Having limited its review to those five posts, the court then concluded that all five “occurred entirely outside of the workplace” because they were made on Mr. Hellman’s personal Instagram page and none were sent to Dr. Okonowsky, displayed in the workplace, or discussed with her in the workplace without her consent.

Based on those findings, the court concluded that the five posts did not amount to severe or pervasive harassment in the physical workplace.

Dr. Okonowsky appealed, and the U.S. Court of Appeals for the Ninth Circuit reversed the dismissal.

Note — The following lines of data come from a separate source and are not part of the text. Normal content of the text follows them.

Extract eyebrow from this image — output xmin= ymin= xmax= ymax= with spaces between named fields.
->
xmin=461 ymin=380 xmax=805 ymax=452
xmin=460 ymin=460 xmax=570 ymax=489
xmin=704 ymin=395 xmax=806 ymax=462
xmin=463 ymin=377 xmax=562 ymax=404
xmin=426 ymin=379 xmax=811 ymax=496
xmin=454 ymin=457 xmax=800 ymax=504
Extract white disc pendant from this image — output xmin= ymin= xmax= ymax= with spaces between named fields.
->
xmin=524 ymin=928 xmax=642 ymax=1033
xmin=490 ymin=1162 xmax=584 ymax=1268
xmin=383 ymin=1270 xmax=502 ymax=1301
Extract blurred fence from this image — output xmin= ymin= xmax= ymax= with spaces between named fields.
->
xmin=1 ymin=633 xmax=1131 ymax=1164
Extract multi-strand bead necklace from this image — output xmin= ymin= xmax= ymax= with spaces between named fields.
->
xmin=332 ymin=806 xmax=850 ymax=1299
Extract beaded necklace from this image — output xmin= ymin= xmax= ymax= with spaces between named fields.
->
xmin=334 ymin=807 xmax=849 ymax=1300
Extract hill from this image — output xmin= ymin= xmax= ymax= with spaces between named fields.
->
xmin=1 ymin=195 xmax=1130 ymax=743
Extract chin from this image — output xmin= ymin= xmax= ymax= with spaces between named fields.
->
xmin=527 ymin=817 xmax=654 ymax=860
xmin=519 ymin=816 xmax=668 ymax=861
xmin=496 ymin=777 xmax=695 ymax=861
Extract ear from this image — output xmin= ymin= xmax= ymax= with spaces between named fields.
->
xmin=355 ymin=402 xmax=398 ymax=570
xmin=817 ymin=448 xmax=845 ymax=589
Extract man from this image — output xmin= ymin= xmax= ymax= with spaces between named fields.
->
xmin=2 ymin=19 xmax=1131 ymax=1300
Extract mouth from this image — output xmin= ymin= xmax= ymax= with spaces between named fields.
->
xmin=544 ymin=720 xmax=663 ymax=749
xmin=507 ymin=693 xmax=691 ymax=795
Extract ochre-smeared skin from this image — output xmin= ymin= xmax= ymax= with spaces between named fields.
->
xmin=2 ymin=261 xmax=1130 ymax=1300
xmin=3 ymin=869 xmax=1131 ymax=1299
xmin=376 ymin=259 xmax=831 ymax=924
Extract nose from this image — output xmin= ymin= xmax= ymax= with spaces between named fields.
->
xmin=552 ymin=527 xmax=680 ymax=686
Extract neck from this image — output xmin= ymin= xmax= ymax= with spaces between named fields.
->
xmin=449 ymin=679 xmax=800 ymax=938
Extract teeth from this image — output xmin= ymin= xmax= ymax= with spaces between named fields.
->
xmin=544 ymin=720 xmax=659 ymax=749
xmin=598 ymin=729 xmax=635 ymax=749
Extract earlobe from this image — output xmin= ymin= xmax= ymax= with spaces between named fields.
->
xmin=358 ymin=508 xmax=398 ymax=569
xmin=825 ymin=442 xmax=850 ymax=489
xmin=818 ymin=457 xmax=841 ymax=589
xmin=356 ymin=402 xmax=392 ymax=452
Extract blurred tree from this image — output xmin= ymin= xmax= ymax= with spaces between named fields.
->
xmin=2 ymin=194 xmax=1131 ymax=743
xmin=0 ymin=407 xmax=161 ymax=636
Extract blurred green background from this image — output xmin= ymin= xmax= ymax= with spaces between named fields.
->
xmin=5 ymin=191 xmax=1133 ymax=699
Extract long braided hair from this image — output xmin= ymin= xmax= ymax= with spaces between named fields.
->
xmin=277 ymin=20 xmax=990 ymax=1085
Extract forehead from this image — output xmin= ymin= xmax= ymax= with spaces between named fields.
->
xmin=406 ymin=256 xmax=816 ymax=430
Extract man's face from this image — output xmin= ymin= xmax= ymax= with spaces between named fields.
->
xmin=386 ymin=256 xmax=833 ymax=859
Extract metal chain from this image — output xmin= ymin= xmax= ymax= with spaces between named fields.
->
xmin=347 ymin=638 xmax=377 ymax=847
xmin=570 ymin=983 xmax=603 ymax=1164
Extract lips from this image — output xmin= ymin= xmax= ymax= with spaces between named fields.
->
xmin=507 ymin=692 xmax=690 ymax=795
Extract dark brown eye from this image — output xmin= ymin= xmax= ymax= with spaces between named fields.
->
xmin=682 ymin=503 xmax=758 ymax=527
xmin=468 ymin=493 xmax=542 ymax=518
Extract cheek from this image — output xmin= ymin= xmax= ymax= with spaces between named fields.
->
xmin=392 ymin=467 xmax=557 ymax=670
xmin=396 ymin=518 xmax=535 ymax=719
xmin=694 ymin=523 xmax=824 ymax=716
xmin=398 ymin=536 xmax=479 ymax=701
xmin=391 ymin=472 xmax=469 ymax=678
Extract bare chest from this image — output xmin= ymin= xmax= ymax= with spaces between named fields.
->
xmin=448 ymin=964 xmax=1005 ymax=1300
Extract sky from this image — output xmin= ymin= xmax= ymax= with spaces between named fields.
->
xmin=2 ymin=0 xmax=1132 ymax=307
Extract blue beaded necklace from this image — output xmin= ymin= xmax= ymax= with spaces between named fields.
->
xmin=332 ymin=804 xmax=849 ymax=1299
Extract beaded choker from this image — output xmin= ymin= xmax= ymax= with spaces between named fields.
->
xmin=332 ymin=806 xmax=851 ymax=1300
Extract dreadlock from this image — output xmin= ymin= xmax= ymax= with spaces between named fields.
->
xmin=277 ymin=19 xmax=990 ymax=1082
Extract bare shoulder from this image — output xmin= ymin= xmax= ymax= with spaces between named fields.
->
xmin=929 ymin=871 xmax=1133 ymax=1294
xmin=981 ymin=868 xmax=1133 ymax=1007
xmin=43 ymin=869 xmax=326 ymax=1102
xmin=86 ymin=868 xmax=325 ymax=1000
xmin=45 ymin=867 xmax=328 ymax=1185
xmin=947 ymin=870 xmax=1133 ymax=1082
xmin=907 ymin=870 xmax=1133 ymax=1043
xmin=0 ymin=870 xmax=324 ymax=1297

The reversal provides valuable lessons for evaluating claims of harassment in a world where anyone can broadcast just about anything via social media platforms:

  • Lesson No. 1: Harassment claims must be evaluated based on all the relevant circumstances, which can include conduct that does not expressly target the plaintiff. In other words, all of Mr. Hellman’s sexist posts should have been considered, not just the ones targeted at Dr. Okonowsky.
  • Lesson No. 2: The “relevant circumstances” can include evidence of non-sexual conduct directed at the plaintiff. That means Mr. Hellman’s posts that were intimidating or retaliatory also should have been considered.
  • Lesson No. 3: The “relevant circumstances” are not limited to conduct that occurs in the physical workplace. As the Ninth Circuit concluded, this is especially true “in light of the ubiquity of social media and the ready use of it to harass and bully both inside and outside of the physical workplace.” As a result, it was no defense that Mr. Hellman posted while off duty and did not post in the workplace.
  • Lesson No. 4: The relevant standard for assessing the circumstances is whether the harassing conduct has an unreasonable effect on the working environment. As the court explained, “even if discriminatory or intimidating conduct occurs offsite, it remains relevant to the extent it affects the employee’s working environment.”

You’re not your brother’s keeper . . . except when you are.

What employees do during their “off” time is their business. But when that conduct creeps (or blasts) its way into the workplace and creates a hostile environment, employers cannot turn a blind eye to it or dismiss it as off-duty conduct beyond their control.